What Dragged Across Concrete most sorely lacks is a moral compass, which is a wonderful thing. This is the buddy cop movie from hell, a skid row where pathetic opportunists represent the law and can't outsmart the criminals. Like Bone and Brawl, Concrete is a savory slow burn, but this lacks protagonists you could sympathize with. In particular, Gibson, as a tired, aging brute who refuses to abide by changing social norms, plays Ridgeman as a bitter mirror image to Martin Riggs, the cowboy cop that he carried through four Lethal Weapon films. One guilty move away from becoming his demons, it's an extraordinary opportunity for him to use the role of a police officer as an allegory for his own public image. Even separated from that analysis, Gibson delivers his best performance since Braveheart.

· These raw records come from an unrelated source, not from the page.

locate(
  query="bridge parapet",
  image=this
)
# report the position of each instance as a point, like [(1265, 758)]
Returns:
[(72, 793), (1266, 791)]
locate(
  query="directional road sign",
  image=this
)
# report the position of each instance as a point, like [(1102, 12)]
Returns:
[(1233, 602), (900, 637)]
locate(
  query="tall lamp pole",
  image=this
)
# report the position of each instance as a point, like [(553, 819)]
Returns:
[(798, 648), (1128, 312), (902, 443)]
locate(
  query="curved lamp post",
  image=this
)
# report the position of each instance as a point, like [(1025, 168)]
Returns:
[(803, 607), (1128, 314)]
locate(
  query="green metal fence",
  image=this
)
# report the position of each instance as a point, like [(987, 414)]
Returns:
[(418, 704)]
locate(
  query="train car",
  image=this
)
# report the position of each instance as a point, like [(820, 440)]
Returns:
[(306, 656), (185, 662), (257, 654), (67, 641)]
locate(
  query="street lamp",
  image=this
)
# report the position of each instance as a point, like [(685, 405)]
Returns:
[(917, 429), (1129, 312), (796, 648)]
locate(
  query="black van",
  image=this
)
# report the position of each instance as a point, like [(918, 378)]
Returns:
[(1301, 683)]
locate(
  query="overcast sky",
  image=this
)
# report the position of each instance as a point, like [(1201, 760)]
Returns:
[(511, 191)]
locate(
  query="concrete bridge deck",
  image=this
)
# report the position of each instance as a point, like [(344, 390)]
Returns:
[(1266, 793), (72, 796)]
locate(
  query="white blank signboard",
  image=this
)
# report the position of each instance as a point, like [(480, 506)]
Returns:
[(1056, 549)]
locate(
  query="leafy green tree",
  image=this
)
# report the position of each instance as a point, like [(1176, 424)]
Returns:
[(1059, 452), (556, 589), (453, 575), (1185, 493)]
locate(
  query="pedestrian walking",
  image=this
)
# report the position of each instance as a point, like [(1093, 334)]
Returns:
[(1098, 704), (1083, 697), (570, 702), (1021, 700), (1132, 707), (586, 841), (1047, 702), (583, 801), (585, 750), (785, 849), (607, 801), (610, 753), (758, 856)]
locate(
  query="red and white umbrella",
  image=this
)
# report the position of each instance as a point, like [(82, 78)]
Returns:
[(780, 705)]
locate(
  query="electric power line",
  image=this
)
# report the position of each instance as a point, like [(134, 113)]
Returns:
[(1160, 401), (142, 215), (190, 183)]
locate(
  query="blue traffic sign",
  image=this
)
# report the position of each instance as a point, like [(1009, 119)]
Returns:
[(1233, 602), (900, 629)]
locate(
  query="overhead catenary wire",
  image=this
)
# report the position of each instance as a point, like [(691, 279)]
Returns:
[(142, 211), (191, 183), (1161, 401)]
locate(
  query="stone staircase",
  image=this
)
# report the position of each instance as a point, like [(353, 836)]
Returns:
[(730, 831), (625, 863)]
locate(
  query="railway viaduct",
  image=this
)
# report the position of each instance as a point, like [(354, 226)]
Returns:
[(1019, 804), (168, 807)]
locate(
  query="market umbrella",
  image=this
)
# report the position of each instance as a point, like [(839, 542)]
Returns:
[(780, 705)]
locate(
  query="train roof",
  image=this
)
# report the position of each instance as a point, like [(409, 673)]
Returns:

Dragged Across Concrete revels in escalation, firing short bursts of ultra-violence before the film spotlights grisly, unpleasant brutality that would be unceremoniously given away in an issue of Fangoria, including one moment that was so disgusting I had to watch it through my hands — and this comes from a person whose favorite book in American Psycho. Despite these disturbing interludes and sequences, they are earned in submerging us into the ruthless, cruel city of Bulwark. Concrete manages to make recent nihilistic crime thrillers like Sicario look like an episode of Sesame Street, echoing the fatalism of neo-noir masterworks like To Live and Die in L.A. and Dead Presidents.

Much as its characters learn in the hardest, most painful way possible, Dragged Across Concrete is not easy money. The challenge is in accepting life's unequal treatment of humanity, but it is not a condescending education — a mistake commonly made by filmmakers who try to tell viewers that life is not fair. The complexity and scope of Concrete stop that mistake in its tracks, solidifying Zahler as one of cinema's most composed storytellers.